What is the Krull dimension of $A[x,y,z]/\langle xy,xz \rangle$

Question

What is the Krull dimension of $B=A[x,y,z]/\langle xy,xz \rangle$, given that $A$ is a Noetherian commutative ring?

Answer 1

It's obvious that $$\dim B=\sup\{\dim B/P:P\text{ minimal prime}\}.$$

Let $P$ be a minimal prime of $B$. Then $P=\mathfrak p/(XY,XZ)$ with $\mathfrak p$ prime in $A[X,Y,Z]$ minimal over $(XY,XZ)$. Then $\mathfrak p$ is minimal over $(X)$ or $\mathfrak p$ is minimal over $(Y,Z)$. Conversely, every minimal prime over $(X)$, respectively $(Y,Z)$ gives rise to a minimal prime of $B$.

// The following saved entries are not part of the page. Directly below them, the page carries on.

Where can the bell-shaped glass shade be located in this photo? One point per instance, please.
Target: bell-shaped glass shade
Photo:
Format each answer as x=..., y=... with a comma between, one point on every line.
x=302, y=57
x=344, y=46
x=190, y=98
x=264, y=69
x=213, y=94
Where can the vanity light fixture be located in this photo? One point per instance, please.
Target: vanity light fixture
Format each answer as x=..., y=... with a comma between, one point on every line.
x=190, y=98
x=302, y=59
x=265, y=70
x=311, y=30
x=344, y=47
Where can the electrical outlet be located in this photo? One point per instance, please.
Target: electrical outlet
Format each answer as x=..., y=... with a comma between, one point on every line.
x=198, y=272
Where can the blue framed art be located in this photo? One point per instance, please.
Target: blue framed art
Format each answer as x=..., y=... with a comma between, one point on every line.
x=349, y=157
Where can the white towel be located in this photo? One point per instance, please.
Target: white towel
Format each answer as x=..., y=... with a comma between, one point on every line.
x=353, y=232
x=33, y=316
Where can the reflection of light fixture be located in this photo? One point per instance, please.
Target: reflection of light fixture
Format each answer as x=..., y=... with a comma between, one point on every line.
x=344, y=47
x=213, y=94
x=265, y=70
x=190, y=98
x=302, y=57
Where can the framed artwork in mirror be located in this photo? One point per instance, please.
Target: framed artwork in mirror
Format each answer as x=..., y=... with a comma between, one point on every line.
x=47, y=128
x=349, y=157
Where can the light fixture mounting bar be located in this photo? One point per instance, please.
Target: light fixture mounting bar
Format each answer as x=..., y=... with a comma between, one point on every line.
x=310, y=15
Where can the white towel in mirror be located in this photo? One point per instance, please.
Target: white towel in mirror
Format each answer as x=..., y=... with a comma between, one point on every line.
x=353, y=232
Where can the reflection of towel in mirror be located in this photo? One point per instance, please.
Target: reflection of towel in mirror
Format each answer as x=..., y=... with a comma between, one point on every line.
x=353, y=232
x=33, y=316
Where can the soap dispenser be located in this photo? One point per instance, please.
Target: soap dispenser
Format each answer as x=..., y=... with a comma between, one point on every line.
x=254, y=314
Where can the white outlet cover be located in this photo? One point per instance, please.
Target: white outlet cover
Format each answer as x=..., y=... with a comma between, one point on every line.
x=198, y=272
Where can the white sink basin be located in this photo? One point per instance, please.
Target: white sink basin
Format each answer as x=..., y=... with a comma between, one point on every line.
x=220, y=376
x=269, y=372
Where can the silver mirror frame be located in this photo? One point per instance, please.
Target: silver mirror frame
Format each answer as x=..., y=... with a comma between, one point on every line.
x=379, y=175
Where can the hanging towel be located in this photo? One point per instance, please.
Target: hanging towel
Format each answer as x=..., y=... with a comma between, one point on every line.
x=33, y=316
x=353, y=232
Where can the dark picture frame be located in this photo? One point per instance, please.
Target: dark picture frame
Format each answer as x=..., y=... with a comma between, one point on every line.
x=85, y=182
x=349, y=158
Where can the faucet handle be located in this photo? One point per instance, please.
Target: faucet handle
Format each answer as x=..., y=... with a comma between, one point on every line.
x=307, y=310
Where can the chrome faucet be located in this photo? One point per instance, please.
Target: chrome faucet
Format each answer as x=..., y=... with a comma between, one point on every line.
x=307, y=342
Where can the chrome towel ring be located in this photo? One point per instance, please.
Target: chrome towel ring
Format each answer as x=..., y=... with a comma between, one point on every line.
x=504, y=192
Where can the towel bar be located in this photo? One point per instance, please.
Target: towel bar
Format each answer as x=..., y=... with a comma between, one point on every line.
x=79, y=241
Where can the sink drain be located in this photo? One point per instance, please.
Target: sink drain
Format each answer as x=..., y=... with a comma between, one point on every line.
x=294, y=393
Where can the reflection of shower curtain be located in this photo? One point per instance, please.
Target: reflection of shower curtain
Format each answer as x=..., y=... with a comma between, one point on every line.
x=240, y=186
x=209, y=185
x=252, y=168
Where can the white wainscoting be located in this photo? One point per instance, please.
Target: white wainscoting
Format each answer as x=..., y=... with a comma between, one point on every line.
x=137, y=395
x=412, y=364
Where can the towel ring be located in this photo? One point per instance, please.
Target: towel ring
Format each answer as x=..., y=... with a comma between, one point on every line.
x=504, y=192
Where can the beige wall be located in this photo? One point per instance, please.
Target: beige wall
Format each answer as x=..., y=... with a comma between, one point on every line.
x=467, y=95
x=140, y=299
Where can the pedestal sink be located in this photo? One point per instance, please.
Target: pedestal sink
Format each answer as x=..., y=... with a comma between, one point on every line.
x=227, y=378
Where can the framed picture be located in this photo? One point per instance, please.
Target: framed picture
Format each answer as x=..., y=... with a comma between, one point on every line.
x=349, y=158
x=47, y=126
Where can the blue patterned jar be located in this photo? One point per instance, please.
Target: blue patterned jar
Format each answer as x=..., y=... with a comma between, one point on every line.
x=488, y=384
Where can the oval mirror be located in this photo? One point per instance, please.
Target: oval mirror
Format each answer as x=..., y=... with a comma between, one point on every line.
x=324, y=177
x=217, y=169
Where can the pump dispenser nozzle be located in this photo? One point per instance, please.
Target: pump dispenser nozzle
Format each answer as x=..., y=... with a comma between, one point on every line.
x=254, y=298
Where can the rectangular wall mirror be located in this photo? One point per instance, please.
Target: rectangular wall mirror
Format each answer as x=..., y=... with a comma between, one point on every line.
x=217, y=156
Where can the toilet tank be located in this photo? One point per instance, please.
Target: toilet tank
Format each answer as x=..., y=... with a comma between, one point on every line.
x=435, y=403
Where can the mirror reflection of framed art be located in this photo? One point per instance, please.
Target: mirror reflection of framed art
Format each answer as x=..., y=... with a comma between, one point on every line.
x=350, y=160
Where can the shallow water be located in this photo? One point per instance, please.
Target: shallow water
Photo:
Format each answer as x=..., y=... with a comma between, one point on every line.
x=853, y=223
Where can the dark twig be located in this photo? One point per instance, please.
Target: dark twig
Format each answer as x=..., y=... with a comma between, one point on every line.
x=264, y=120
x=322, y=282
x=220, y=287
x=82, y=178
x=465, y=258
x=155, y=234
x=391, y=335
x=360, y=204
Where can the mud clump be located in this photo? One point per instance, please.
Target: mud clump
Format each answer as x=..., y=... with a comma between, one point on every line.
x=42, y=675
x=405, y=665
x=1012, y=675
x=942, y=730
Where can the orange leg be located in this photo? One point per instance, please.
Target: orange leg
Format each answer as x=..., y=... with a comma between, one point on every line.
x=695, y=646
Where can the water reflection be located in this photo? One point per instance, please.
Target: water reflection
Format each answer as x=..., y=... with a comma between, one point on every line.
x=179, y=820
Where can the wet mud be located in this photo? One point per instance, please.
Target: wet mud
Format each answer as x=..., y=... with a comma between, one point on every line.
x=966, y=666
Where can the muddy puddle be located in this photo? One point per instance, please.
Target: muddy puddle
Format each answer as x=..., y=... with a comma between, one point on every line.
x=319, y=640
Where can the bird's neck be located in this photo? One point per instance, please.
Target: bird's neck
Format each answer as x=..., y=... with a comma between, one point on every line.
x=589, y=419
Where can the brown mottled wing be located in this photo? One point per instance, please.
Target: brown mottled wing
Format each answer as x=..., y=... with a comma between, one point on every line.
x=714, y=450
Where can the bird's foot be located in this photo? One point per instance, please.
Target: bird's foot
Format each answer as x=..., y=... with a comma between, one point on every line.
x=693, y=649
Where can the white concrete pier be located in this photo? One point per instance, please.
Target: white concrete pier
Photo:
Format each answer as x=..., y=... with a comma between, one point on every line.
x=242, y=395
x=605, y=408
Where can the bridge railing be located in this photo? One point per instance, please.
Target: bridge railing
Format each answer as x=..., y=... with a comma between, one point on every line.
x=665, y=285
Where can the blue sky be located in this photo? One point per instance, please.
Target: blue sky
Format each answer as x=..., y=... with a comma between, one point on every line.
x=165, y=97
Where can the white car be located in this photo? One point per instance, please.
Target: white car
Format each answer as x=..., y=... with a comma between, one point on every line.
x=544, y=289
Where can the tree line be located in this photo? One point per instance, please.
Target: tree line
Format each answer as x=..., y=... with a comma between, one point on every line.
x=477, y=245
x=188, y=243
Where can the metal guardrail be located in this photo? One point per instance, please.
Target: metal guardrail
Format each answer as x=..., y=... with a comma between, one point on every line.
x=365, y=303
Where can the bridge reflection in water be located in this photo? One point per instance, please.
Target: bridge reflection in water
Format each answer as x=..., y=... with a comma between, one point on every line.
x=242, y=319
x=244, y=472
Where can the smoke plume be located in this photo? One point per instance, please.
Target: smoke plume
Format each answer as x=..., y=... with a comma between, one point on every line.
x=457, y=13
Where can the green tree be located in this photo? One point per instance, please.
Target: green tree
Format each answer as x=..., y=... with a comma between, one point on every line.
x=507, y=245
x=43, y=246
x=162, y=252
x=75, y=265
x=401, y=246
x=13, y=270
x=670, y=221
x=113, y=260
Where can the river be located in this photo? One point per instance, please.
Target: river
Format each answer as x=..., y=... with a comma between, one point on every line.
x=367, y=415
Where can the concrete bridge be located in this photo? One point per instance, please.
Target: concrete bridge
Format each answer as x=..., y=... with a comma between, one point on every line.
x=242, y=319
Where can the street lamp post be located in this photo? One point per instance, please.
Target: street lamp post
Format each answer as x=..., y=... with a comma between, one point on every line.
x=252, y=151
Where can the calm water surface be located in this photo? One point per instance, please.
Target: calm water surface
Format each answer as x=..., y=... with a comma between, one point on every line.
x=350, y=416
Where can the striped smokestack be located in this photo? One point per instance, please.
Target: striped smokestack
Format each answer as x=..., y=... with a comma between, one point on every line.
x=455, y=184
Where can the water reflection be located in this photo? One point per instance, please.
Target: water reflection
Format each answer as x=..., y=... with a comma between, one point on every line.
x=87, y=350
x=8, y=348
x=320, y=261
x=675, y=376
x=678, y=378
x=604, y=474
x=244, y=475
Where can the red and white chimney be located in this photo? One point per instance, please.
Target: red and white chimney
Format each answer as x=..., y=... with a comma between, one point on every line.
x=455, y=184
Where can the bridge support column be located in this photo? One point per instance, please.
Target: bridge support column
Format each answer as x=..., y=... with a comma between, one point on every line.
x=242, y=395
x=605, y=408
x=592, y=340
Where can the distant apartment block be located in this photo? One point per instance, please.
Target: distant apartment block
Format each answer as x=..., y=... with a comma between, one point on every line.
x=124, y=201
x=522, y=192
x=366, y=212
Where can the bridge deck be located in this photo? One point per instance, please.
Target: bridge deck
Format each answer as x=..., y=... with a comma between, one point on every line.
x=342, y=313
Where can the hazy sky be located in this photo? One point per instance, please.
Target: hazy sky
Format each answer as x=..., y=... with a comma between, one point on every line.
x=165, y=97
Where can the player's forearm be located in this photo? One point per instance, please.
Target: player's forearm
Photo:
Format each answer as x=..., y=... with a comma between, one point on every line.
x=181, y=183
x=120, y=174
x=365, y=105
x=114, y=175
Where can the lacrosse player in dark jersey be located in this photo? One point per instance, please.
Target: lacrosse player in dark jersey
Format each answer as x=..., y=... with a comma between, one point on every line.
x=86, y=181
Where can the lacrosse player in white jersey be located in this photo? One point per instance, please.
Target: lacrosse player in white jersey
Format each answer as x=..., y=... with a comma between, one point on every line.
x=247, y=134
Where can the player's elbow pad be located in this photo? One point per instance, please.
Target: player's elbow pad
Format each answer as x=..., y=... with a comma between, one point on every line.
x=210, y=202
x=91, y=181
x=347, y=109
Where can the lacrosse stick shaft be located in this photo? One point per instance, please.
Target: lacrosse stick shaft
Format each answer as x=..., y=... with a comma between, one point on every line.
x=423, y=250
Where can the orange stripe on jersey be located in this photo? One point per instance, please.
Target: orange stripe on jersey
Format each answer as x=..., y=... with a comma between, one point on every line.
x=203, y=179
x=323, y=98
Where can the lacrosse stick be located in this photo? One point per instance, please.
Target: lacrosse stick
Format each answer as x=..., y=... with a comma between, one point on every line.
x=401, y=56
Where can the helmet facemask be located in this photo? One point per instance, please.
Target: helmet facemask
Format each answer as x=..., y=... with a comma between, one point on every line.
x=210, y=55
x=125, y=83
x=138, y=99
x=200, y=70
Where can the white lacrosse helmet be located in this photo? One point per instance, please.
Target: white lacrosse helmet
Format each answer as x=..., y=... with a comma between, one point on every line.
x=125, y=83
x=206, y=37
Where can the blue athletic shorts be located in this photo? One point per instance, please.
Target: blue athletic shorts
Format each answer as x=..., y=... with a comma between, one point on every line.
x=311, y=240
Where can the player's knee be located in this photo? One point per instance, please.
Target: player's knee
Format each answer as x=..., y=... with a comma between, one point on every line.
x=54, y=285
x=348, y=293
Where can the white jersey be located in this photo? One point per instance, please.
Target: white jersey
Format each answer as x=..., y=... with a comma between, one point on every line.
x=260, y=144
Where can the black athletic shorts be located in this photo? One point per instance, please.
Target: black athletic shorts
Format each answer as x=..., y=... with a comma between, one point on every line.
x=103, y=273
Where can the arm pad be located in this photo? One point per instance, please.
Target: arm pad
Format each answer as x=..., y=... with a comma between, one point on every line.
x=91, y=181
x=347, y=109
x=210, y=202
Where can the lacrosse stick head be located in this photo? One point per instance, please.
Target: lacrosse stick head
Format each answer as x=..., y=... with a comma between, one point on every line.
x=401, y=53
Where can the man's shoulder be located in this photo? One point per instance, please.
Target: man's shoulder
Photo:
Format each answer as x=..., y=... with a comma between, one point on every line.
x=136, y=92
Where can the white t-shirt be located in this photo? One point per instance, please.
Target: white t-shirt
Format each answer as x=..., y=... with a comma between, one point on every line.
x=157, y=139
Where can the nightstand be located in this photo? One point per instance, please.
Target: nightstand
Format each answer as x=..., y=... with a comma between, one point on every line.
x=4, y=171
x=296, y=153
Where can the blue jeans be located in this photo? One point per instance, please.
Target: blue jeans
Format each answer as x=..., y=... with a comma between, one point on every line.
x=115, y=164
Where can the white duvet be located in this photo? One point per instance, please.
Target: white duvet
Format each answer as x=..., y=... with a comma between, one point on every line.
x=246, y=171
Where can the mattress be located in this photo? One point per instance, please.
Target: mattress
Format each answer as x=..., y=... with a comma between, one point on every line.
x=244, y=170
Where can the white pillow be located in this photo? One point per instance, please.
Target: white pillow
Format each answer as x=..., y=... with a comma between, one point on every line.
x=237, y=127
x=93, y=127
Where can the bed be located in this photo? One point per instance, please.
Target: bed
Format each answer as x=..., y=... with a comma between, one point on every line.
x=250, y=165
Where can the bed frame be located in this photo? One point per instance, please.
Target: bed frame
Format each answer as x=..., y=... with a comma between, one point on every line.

Then $$\dim B=\sup(\dim A[X,Y,Z]/(X),\dim A[X,Y,Z]/(Y,Z))=\sup(\dim A[Y,Z],\dim A[X])=\sup(\dim A+2,\dim A+1)=\dim A+2.$$

Answer 2

The dimension is precisely $\dim A+2$. We have $\dim B\geq\dim B/x=\dim A+2$. On the other hand, since any prime ideal of $B$ must either contain $x$ or both $y,z$, one can check that the above inequality is actually an equality.